En busca de paz y seguridad
Su anhelo: un lugar dónde poder olvidar y empezar de cero. Shawal (nombre ficticio) escapó hacia Uganda con sus cinco hijos después que su mujer fuera asesinada en la ciudad de Bor durante un ataque a un campamento de la ONU el pasado 17 de abril. Ha perdido a su mujer, a su madre, su hogar, su trabajo, su identidad. “Quiero que seamos personas. Ahora no lo somos”, dice mientras le da el biberón a su hijo más pequeño, de dos meses. Shawal es de la etnia dinka y estaba casado con una mujer nuer. “La gente de mi propia tribu mató a mi mujer. Yo quiero vivir en un lugar dónde no me pregunten a qué clan pertenezco”, explica . Ahora vive en una casa protegida con ayuda de ACNUR que le proporciona comida y asistencia. “No quiero que mis hijos crezcan en guerra. No quiero que vivan como yo he vivido”.

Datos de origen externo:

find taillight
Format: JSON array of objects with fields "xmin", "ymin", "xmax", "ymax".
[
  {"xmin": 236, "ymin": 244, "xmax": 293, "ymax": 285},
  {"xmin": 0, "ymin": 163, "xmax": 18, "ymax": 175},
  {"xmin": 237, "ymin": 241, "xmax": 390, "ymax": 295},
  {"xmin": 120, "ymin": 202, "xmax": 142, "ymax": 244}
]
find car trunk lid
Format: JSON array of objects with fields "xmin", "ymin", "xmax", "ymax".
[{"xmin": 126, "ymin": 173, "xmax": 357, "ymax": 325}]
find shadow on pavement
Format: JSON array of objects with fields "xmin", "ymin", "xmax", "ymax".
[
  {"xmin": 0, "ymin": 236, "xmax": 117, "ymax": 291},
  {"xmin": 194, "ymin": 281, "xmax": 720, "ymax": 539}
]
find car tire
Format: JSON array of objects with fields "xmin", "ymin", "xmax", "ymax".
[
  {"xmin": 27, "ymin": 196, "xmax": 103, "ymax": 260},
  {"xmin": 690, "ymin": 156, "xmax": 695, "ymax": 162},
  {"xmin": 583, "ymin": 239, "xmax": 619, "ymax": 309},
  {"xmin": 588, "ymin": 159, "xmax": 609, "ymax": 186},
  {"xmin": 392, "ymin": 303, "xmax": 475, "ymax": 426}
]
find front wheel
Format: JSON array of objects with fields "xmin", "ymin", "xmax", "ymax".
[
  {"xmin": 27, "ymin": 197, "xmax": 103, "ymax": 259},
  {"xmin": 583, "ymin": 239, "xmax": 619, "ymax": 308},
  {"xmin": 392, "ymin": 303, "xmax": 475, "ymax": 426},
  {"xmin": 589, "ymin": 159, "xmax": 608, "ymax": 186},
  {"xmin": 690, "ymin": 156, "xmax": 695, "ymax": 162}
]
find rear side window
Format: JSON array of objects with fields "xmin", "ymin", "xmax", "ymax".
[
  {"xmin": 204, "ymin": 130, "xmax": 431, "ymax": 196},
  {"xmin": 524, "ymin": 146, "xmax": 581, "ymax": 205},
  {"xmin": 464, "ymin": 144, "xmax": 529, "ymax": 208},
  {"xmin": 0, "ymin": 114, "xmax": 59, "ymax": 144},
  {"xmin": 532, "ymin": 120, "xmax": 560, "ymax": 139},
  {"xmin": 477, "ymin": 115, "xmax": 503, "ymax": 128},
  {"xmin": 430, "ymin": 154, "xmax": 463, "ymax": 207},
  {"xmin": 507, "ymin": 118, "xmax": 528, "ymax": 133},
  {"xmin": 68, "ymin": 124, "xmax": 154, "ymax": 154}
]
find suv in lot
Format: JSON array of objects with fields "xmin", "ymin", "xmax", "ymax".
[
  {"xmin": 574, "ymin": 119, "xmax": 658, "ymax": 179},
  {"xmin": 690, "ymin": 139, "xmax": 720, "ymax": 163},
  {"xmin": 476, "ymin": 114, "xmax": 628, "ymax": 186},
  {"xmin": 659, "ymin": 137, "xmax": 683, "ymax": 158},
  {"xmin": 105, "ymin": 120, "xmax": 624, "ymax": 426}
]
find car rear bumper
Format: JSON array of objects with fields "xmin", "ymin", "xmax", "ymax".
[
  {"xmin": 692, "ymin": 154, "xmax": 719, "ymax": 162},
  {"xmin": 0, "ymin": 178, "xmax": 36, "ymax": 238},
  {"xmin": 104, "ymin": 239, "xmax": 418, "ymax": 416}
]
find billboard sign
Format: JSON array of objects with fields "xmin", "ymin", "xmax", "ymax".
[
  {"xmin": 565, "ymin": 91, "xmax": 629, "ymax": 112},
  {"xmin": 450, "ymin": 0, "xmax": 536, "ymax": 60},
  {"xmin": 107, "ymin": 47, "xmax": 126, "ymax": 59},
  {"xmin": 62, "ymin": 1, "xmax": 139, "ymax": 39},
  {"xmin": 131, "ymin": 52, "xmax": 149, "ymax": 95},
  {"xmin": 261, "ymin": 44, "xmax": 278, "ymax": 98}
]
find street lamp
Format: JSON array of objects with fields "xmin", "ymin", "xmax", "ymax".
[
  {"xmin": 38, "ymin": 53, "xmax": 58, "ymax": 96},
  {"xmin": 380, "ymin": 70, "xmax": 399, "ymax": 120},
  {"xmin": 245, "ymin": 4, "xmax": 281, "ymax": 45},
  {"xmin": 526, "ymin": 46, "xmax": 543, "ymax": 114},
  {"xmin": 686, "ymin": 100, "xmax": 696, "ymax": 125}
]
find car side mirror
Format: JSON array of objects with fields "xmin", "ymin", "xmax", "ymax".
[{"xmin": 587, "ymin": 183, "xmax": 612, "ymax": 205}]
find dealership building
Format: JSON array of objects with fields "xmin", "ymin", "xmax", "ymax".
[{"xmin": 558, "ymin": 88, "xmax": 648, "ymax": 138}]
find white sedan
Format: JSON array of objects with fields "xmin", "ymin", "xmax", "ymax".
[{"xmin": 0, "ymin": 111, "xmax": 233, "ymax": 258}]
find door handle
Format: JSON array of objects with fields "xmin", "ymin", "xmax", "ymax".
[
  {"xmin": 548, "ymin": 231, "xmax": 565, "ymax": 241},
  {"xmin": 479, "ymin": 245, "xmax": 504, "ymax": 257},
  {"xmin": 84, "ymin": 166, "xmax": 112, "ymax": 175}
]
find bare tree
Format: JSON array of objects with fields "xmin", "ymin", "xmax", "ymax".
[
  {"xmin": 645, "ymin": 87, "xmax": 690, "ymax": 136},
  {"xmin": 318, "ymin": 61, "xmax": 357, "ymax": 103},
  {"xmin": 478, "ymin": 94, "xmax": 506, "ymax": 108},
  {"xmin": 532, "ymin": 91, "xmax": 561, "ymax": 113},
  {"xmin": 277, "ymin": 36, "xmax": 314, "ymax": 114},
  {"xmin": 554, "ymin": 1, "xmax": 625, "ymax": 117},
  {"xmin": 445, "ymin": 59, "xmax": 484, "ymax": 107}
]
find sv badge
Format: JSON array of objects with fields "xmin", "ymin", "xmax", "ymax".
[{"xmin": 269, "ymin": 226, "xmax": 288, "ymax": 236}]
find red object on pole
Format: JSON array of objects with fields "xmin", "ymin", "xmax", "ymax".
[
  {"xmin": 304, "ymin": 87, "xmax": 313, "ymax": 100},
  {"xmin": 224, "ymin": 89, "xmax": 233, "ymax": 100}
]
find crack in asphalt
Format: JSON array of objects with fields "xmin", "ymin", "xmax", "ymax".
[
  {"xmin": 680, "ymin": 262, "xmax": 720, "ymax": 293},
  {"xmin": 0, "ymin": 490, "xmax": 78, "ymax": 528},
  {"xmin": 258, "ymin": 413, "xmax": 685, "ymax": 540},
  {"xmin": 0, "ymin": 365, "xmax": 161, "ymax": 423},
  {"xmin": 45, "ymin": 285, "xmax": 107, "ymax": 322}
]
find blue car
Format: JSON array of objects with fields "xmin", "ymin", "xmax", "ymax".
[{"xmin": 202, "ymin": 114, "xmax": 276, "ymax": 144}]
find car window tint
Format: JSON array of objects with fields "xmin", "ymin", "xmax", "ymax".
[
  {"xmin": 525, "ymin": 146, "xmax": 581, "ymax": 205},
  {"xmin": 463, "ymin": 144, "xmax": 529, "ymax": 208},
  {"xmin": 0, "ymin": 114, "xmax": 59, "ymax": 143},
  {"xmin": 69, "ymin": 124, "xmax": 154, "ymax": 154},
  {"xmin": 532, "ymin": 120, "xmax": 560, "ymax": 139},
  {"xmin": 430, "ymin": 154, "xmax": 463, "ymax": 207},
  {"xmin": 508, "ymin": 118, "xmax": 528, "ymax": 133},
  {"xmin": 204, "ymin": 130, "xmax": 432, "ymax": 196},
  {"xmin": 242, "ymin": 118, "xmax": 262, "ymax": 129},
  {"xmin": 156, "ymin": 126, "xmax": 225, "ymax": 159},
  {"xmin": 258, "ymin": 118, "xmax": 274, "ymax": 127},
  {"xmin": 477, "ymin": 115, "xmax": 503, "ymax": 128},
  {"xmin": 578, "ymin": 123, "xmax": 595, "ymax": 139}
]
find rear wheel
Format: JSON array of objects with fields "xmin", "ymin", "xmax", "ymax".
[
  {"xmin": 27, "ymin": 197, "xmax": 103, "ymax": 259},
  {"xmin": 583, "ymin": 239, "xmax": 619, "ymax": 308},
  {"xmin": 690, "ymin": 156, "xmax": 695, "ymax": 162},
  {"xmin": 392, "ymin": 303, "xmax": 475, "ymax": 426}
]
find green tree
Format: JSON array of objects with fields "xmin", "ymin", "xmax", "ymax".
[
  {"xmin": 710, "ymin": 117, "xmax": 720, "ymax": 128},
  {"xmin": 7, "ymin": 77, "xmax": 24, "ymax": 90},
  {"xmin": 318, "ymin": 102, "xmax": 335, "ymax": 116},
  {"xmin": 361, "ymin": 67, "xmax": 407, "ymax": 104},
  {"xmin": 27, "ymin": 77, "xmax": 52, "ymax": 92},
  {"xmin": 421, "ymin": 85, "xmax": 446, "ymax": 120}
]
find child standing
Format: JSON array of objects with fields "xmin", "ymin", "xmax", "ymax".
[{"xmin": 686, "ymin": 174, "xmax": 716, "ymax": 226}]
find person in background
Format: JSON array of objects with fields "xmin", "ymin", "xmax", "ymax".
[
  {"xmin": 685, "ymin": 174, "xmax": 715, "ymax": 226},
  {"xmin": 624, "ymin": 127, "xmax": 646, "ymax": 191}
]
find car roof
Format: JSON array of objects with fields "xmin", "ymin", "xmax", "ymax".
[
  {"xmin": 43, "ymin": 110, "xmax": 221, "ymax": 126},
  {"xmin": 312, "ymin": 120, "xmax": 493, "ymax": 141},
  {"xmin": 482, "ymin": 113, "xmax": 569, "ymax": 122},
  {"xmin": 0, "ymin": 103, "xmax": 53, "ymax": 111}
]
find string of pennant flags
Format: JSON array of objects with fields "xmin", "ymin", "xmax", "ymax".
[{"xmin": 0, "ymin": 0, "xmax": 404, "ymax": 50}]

En el campo de refugiados de Nyumanzi, el más grande de Uganda, los exiliados empiezan a recuperar sus vidas. El Gobierno ugandés adjudica 300 metros cuadrados de tierra por familia, dónde pueden construir sus casas y cultivar. Con una capacidad para 20.000 personas, pero sobrepoblado, el campo ya dispone de una escuela dónde acuden más de 300 niños.
También hay espacio para el ocio. Un joven refugiado construyó un local de madera y chapa con un televisor y un par de neveras para que los habitantes puedan distraerse viendo telenovelas o partidos de fútbol. La religión también tiene su sitio. Se trata de cuatro bancos al aire libre hechos con troncos y un palo dónde ondea una bandera blanca con una cruz violeta. Ahí se reúnen a rezar y a cantar plegarias pidiendo que la guerra concluya.